June 23, 1997|MIKE PENNER

A consumer's guide to the best and worst of sports media and merchandise. Ground rules: If it can be read, played, heard, observed, worn, viewed, dialed or downloaded, it's in play here.

What: World Cup 1998 web sites

Only 352 slide-tackling days until the start of the 1998 World Cup, visitors to the official France '98 web site (www.france98.com) are informed right up front.

This might not excite the baseball-addled segment of the American population (motto: "1-0 games are boring unless, of course, it's a scintillating pitchers' duel,") but to most of the rest of the world, this means that this time next year, the biggest and most colorful sporting competition on the planet will be well under way.

The France '98 site is pretty much what you'd expect from the organizers of the event--press releases, souvenir and ticket information, praise for the progress being made at the venues that will host the 32-team field ("France '98 right on target!")

Best reason to sign on: "The Ultimate World Cup Hall of Fame Survey," where visitors can vote for their all-time favorite World Cup player and team. Judging from the current standings, voting is a popular pastime in Yugoslavia--Dragoslav Sekularac, star midfielder for Red Star Belgrade in the late '50s and early '60s, leads Pele in the player poll, with Yugoslavia nearly 700 votes ahead of Brazil in the team poll.
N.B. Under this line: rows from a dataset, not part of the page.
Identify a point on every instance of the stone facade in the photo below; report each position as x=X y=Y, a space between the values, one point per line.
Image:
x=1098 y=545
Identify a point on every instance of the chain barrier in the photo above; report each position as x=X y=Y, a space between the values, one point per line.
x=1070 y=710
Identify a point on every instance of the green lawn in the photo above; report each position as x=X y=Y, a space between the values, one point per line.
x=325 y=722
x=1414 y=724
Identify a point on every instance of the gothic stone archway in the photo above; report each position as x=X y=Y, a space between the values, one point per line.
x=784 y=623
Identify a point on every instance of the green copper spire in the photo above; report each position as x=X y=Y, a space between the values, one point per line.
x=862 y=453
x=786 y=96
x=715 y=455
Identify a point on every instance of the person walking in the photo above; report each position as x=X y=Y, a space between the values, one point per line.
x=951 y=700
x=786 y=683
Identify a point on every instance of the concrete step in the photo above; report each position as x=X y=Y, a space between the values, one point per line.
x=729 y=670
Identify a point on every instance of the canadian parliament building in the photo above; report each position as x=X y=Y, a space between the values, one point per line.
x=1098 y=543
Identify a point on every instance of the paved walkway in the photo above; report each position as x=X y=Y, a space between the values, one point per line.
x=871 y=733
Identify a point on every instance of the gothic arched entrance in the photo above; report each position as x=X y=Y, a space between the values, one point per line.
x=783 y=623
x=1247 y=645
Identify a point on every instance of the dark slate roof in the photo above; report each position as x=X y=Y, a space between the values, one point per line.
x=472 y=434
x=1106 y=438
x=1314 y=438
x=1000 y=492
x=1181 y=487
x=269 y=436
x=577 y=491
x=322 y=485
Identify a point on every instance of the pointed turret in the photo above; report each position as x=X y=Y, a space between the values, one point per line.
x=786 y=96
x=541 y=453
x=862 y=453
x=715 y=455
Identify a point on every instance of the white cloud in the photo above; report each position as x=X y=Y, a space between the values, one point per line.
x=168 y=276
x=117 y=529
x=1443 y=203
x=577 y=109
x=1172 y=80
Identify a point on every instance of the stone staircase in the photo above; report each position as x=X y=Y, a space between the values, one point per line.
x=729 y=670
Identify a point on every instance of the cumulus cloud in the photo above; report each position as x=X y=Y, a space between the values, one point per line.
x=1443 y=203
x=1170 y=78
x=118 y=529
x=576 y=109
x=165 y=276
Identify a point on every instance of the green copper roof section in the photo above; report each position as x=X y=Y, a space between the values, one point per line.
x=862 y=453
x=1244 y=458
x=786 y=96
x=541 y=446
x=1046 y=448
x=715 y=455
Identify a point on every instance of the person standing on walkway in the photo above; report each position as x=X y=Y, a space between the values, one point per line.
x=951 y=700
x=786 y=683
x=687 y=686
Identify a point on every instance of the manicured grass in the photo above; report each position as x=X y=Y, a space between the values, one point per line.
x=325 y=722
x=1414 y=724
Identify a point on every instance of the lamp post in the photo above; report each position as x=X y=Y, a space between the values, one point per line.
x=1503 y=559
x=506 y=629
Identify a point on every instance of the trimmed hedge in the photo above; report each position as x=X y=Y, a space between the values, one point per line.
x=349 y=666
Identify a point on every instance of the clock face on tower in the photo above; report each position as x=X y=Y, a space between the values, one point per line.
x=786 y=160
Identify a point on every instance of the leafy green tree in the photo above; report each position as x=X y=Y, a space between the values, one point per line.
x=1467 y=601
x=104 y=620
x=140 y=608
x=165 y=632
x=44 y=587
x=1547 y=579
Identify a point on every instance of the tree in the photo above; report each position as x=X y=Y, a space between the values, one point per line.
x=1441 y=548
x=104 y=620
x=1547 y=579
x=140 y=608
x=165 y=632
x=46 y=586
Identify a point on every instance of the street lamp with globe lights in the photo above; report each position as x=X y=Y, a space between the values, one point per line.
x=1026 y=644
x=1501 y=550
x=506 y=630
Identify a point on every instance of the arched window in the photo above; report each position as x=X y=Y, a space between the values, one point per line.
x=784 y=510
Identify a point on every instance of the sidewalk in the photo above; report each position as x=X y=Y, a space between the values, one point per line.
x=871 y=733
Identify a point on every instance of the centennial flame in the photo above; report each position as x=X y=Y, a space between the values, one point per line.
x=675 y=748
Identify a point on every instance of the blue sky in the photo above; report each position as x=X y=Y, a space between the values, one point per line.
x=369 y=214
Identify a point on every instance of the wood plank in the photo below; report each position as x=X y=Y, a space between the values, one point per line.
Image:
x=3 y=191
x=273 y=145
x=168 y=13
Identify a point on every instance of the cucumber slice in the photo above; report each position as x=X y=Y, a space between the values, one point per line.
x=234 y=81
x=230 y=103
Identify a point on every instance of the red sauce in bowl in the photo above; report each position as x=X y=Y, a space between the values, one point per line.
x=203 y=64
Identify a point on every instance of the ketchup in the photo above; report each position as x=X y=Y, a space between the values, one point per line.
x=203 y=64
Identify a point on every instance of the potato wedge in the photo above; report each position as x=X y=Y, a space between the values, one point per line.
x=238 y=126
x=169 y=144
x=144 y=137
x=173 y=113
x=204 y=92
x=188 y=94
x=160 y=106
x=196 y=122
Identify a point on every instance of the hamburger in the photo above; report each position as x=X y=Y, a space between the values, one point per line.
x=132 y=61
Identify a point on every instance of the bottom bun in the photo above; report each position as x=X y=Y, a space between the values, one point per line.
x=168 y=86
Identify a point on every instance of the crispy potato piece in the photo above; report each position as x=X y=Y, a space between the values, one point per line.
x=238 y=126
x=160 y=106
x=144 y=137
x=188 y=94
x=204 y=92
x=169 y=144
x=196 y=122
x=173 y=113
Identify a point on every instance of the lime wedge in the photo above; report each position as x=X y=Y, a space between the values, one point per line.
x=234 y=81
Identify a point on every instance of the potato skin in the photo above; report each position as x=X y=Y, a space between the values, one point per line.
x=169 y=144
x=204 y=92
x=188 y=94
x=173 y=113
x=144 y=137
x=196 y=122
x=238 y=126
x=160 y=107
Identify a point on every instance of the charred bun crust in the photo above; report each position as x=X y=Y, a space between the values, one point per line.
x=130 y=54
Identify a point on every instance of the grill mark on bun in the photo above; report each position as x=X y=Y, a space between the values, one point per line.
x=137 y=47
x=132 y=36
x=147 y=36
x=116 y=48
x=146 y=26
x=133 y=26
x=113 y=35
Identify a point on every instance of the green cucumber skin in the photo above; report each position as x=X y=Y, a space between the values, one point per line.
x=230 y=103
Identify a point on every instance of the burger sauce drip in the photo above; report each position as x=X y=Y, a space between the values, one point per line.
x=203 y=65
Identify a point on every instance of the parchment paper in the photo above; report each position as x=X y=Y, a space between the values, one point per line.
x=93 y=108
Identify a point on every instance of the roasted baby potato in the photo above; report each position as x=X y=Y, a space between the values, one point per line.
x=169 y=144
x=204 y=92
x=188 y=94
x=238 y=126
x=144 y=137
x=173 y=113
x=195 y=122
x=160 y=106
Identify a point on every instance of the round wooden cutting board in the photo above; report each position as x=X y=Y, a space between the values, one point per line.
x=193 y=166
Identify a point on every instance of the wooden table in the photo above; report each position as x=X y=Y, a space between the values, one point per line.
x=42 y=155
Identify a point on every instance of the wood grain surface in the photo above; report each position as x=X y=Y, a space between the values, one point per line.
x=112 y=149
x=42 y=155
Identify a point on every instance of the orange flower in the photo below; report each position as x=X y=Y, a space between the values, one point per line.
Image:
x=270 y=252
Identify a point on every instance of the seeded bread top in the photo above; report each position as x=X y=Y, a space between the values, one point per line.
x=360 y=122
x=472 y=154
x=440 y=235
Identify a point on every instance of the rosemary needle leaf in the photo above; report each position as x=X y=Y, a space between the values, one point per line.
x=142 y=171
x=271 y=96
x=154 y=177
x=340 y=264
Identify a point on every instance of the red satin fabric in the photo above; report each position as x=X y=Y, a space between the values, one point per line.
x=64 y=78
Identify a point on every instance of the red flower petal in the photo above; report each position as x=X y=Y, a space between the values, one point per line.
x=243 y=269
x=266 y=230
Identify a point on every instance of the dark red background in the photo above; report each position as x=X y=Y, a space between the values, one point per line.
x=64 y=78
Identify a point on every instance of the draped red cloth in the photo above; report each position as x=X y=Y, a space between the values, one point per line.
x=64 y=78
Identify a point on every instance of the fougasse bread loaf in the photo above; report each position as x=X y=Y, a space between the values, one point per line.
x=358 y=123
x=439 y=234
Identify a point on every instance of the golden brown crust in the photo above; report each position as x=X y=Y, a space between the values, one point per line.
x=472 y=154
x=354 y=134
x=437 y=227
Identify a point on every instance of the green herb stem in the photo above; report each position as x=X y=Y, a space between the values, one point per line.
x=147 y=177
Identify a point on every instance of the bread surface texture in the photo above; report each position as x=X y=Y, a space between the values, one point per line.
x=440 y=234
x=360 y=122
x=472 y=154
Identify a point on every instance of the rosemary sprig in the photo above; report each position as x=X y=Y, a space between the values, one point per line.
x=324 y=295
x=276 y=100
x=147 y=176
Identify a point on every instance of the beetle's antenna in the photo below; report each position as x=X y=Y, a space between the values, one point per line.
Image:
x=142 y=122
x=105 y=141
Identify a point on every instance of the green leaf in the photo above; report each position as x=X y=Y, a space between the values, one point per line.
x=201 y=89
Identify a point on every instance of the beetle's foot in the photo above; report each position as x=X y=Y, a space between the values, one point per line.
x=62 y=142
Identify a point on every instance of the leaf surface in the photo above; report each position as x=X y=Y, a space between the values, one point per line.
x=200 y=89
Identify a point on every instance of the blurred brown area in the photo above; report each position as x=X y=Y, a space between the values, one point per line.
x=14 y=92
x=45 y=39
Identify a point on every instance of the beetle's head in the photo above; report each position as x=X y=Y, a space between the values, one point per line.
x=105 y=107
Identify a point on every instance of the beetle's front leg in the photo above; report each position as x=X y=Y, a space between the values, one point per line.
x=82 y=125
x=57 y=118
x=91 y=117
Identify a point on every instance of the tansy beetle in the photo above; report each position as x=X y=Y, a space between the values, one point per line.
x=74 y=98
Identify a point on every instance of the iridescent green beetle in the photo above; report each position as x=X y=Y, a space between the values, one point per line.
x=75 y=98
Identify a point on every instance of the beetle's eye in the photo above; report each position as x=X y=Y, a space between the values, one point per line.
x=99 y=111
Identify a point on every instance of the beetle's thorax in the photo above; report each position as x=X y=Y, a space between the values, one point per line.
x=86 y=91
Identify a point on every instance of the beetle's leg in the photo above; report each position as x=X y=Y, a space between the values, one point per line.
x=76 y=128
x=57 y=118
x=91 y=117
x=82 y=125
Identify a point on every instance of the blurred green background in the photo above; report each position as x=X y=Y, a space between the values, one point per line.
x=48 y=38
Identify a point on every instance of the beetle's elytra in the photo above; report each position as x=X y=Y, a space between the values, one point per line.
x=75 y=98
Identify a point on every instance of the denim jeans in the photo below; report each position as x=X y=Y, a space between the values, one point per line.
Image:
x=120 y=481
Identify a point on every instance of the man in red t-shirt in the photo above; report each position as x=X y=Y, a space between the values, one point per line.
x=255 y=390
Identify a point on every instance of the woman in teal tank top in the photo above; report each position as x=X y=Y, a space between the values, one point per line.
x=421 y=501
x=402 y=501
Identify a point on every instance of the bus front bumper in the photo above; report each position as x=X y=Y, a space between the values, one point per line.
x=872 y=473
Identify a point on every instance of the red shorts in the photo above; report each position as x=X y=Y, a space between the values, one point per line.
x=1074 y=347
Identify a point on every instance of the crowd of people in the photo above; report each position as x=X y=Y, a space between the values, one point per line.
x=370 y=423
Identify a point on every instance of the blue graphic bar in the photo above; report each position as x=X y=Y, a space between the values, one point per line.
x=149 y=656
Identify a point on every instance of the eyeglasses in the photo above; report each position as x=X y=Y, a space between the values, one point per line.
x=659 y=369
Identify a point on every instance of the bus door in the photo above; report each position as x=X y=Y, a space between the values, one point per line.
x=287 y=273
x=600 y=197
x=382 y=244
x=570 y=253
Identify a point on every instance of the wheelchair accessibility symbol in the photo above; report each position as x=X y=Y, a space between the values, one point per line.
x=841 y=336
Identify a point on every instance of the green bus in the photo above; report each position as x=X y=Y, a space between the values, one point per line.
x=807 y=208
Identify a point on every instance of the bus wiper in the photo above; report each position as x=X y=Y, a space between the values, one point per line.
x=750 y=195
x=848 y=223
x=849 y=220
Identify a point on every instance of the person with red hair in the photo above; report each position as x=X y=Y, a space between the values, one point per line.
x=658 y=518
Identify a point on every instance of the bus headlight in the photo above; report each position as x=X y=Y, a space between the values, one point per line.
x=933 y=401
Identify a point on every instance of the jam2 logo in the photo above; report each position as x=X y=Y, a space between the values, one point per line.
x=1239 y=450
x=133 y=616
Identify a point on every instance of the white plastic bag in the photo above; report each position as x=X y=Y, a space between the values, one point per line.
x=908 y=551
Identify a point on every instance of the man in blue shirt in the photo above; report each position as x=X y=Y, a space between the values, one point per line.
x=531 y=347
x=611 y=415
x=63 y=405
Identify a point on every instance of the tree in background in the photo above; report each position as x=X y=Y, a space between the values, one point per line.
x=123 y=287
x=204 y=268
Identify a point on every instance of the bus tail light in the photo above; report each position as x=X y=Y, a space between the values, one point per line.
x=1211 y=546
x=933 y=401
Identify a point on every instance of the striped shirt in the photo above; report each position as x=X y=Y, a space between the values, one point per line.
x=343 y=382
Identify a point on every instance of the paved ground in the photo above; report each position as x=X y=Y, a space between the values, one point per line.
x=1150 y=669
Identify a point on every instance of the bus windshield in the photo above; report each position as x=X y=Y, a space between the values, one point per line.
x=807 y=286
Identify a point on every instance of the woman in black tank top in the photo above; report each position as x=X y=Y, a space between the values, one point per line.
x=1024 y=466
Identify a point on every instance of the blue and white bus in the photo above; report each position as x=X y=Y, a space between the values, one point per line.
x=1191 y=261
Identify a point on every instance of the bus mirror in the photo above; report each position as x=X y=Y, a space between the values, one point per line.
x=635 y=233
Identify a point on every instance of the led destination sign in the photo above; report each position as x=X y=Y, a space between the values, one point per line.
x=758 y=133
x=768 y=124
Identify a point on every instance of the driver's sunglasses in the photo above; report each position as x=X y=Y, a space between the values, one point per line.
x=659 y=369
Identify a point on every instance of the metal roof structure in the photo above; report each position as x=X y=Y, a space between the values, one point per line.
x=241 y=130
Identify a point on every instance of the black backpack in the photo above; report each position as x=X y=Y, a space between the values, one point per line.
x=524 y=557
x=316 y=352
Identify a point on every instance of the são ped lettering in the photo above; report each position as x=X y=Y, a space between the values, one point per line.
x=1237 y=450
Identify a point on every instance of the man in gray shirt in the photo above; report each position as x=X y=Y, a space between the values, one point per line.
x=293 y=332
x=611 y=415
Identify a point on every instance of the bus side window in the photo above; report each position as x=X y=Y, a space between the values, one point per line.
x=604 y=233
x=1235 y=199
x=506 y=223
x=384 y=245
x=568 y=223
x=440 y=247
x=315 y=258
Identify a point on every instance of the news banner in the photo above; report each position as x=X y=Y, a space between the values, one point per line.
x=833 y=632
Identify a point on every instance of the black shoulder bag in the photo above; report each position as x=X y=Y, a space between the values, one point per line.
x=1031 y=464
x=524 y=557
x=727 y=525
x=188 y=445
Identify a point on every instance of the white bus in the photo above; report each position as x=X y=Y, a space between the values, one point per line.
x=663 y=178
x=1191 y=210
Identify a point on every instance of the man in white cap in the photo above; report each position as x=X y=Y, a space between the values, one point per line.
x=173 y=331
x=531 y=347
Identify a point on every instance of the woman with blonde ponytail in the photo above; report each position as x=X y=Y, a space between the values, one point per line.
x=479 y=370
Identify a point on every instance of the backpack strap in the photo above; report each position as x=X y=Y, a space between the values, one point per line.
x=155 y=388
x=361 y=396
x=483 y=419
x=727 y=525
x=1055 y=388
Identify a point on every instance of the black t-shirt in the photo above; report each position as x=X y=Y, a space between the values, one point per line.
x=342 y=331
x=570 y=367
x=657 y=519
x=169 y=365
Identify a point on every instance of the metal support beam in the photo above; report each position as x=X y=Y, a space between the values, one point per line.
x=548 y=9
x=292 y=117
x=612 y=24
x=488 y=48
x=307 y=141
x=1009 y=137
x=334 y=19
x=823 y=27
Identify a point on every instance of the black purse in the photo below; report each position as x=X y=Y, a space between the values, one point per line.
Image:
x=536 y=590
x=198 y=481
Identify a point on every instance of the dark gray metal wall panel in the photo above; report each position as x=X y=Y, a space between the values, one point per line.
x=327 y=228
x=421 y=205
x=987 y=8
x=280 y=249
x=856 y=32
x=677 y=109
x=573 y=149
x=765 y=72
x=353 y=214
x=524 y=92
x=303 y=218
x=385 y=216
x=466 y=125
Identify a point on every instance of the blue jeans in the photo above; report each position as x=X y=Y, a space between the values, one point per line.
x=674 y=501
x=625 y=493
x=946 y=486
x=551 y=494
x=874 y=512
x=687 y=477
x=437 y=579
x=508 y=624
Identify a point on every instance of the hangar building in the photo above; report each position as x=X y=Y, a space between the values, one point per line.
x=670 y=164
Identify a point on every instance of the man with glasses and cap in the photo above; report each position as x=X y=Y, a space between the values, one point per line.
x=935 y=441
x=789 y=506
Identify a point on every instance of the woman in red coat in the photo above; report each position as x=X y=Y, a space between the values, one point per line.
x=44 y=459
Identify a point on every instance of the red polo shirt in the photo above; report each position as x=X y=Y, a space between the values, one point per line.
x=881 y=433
More useful to the serious fan is the Football World Cup 1998 site (www.wldcup.com). Included here are team pages for 28 contenders to reach next summer's tournament, from Argentina to Yugoslavia. Each team page offers probable World Cup starting lineups, current status in qualifying competition and a match report on the country's most recent qualifier, featuring such critical assessments as "The Poles fought like terriers using the lax refereeing to their advantage."

Elsewhere, the site promises more than it delivers. "Details on how to get there, where to stay and how to find a cheap flight," sounds like useful information, but the page offered no link to access such details.

Then again, it's early. The "News and Reports" section features only four articles--one on the heated competition between England and Germany to host the 2006 World Cup. England, the late entry, has stolen much momentum from Germany, the prohibitive favorite before England turned a 70 million-pound profit staging the 1996 European Championships.

Well-versed in England's on-field history in this long, bitter rivalry, the site cautions, "Remember, you can never write off the Germans."